Mediterranean diet may lower women’s risk for heart disease by 24%, study finds

Understanding the warning signs of a heart attack in women

Understanding the warning signs of a heart attack in women


Following a Mediterranean diet may help reduce the risk of heart disease in women, a A new study turns out.

Researchers found the diet was associated with a 24 percent lower risk of heart disease and a 23 percent lower risk of total mortality in women, according to the study, published in the journal Nature Medicine. Heart.

Oh Mediterranean dietThe traditional cuisine of the region emphasizes fresh fruits and vegetables, fish, beans, nuts and whole grains.

Although the benefits of this way of eating have been researched before, this meta-analysis, which looked at 16 previous studies, is the first to show a link between diet and heart disease for women, according to the authors. Specificity has been studied.

“This study highlights the need to incorporate sex-specific analysis into research and to translate such findings into clinical practice guidelines,” the study states, calling it “an important step forward.”

This is not the first time that gender-based disparities in women’s heart health have come to light.

Despite having heart disease Leading cause of death For both men and women in the U.S., studies show that women wait longer than men for medical care — sometimes because women don’t know they have it. Symptoms can vary and are often more subtle. compared to men.
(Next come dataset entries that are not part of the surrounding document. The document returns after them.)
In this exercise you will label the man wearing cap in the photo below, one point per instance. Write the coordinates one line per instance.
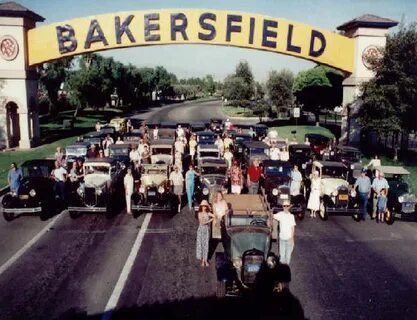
(378, 184)
(363, 186)
(254, 175)
(177, 181)
(287, 224)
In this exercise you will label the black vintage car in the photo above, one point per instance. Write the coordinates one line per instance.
(213, 178)
(120, 152)
(102, 190)
(36, 193)
(276, 185)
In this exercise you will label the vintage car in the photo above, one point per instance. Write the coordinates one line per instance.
(117, 123)
(246, 232)
(216, 125)
(162, 151)
(102, 190)
(336, 194)
(254, 150)
(207, 151)
(318, 142)
(213, 178)
(300, 155)
(93, 137)
(75, 151)
(276, 187)
(402, 203)
(36, 193)
(120, 152)
(154, 193)
(205, 137)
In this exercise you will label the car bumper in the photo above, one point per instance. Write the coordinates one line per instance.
(87, 209)
(22, 210)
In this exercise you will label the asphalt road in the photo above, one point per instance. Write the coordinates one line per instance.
(340, 269)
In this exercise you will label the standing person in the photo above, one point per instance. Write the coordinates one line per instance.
(381, 205)
(203, 233)
(228, 156)
(378, 184)
(314, 199)
(129, 186)
(177, 182)
(192, 144)
(155, 133)
(286, 232)
(220, 207)
(59, 174)
(59, 155)
(363, 186)
(190, 176)
(253, 177)
(236, 178)
(296, 180)
(14, 178)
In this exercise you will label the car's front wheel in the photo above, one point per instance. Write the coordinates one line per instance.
(323, 211)
(8, 216)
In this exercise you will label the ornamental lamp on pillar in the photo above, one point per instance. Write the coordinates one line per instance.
(369, 32)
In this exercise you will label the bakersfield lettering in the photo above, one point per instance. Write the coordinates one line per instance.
(178, 27)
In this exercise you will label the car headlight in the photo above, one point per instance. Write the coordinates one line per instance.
(237, 263)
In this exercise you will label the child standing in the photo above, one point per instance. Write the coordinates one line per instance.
(381, 205)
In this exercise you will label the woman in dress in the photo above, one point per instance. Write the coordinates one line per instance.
(314, 199)
(203, 233)
(220, 207)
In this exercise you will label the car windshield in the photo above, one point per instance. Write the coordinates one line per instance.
(76, 150)
(36, 171)
(334, 172)
(96, 169)
(209, 154)
(167, 151)
(277, 171)
(243, 241)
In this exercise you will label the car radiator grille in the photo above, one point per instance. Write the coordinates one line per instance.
(90, 198)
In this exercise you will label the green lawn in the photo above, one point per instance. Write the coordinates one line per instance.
(285, 132)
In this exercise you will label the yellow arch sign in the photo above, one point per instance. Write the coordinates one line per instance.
(189, 26)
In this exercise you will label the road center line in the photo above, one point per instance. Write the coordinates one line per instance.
(28, 245)
(124, 275)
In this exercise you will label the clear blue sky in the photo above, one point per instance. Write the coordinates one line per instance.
(186, 60)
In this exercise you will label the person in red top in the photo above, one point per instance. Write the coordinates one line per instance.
(254, 175)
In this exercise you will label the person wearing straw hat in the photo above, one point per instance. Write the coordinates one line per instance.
(287, 225)
(203, 232)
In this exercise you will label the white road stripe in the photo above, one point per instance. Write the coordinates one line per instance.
(28, 245)
(124, 275)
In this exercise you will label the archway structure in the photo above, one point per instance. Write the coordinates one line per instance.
(22, 46)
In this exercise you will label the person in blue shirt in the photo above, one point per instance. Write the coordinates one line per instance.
(381, 205)
(190, 184)
(14, 178)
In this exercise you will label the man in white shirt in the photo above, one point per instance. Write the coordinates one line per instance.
(286, 233)
(177, 182)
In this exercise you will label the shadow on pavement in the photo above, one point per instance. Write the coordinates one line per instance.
(281, 306)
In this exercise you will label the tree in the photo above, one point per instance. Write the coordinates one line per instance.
(319, 89)
(279, 87)
(388, 103)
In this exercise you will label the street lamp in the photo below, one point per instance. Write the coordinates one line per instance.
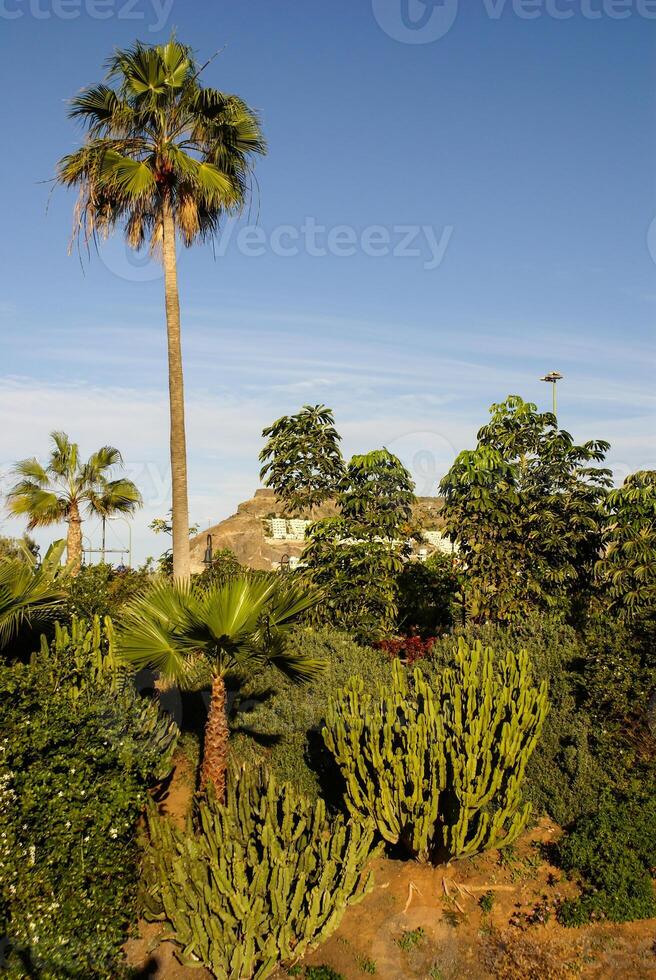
(553, 378)
(208, 558)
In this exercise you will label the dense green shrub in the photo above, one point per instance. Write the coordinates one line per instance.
(438, 764)
(613, 854)
(76, 758)
(101, 590)
(427, 596)
(280, 723)
(264, 878)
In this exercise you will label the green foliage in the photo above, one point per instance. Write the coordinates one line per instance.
(356, 576)
(277, 722)
(427, 594)
(67, 485)
(30, 594)
(438, 763)
(627, 568)
(266, 877)
(524, 507)
(596, 736)
(75, 760)
(18, 547)
(100, 590)
(486, 902)
(301, 460)
(376, 494)
(410, 939)
(190, 633)
(613, 853)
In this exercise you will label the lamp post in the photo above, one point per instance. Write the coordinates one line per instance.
(208, 557)
(553, 378)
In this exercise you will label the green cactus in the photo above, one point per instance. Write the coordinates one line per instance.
(261, 879)
(83, 657)
(439, 769)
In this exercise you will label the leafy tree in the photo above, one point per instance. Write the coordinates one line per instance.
(164, 157)
(354, 559)
(357, 578)
(164, 525)
(301, 460)
(427, 595)
(524, 507)
(627, 568)
(377, 493)
(191, 634)
(30, 594)
(67, 486)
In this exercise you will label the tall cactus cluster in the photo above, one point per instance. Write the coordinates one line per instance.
(83, 655)
(439, 766)
(263, 877)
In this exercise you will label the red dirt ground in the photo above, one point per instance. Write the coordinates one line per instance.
(425, 923)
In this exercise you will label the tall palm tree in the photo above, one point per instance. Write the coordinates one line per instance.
(163, 156)
(66, 487)
(191, 634)
(30, 594)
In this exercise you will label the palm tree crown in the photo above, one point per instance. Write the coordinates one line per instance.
(192, 634)
(163, 156)
(66, 487)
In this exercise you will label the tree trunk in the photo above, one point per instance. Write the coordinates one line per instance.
(215, 749)
(74, 539)
(179, 502)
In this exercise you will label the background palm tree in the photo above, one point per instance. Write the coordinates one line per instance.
(191, 634)
(31, 594)
(162, 155)
(67, 487)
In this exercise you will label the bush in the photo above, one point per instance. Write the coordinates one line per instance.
(596, 736)
(266, 877)
(427, 596)
(101, 590)
(279, 723)
(75, 762)
(439, 765)
(613, 852)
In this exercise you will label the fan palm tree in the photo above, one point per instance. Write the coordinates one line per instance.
(191, 634)
(62, 490)
(163, 156)
(30, 594)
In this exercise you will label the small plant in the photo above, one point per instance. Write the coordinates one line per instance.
(411, 939)
(322, 973)
(486, 902)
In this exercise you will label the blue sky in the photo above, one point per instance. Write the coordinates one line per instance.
(512, 155)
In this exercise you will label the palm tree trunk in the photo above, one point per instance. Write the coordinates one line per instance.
(74, 539)
(180, 503)
(215, 750)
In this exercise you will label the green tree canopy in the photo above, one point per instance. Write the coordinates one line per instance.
(68, 487)
(524, 507)
(627, 568)
(302, 460)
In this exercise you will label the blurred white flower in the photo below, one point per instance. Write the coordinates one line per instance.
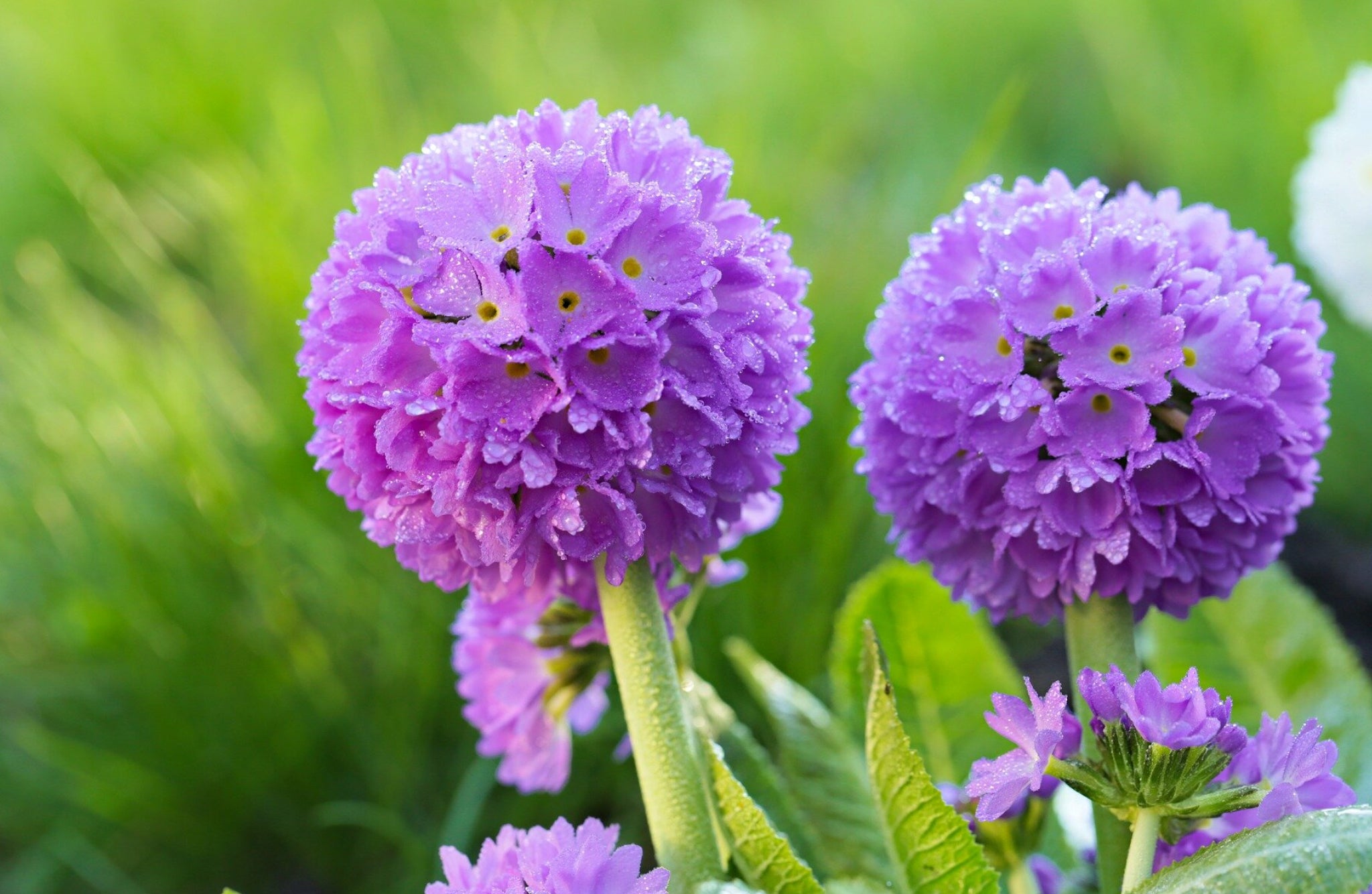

gave American Heart Association The most common heart attack symptom for both men and women is chest pain or discomfort, but women don’t always have it, he says. “Women may have chest pain symptoms and less obvious warning signs,” including pain or pressure in the lower chest or upper abdomen, neck or jaw pain, shortness of breath, Consciousness, nausea or vomiting and fatigue.

As CBS News’ Nora O’Donnell reported, Knowing the ways in which heart attacks can occur in women can be life-saving, and eating a healthy diet, getting regular sleep, knowing your family history and trying to keep stress to a minimum can help reduce your risk. Is.